To the Editors:

I agree with Robert Darnton about almost everything. I would press him on one issue. Too often digital access feels too much like complete access. If we can’t find something online, too often we assume that it does not exist. Just this past week archivists and historians at the Pennsylvania Historical Association annual meeting reported on the thousands of inaccessible, uncataloged, unprocessed, largely unread documents in archives and courthouse attics.

To take one example, the Fall Brook Railroad collection is probably the most complete set of Gilded Age railroad papers in America. It includes letters to and from J.P. Morgan, William H. Vanderbilt, and other titans of the age. It is the only archival collection that explains how railroad companies coordinated the movement of freight and passengers across their massive networks.

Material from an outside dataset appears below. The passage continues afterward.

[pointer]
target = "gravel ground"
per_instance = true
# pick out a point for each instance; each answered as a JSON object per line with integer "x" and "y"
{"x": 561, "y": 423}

Yet the bulk of the collection lies jumbled in boxes—folded in thirds and tied with faded red tape—in the same form as when it first arrived at the Pennsylvania Historical and Museum Commission archives in 1945. It’s a Catch-22: because the collection is largely unprocessed, scholars don’t use it; because it is unused, it is in danger of being culled.

To focus on access to already digitized sources should not blind us to the need to make available the important documents that rot unread.

Andrew B. Arnold
Chair of History Department
Book Review Editor, Pennsylvania History: A Journal of Mid-Atlantic Studies
Kutztown University of Pennsylvania
Kutztown, Pennsylvania

Robert Darnton replies:

I heartily agree with Andrew Arnold. One of the most misleading notions of our time is the widespread belief that all information is available online. Having conducted most of my research during the past fifty years in archives, I can appreciate how much of the human record lies beyond the range of scanners. Most human beings lived and died without leaving a trace of their existence, and most of the traces that survive lie in manuscript sources that have never been studied, to say nothing of having been digitized. But the imperative to pursue research into archives does not argue against digitizing material that is easily accessible in cultural institutions, linking it together in a distributed system, and making it freely available as a digital public library.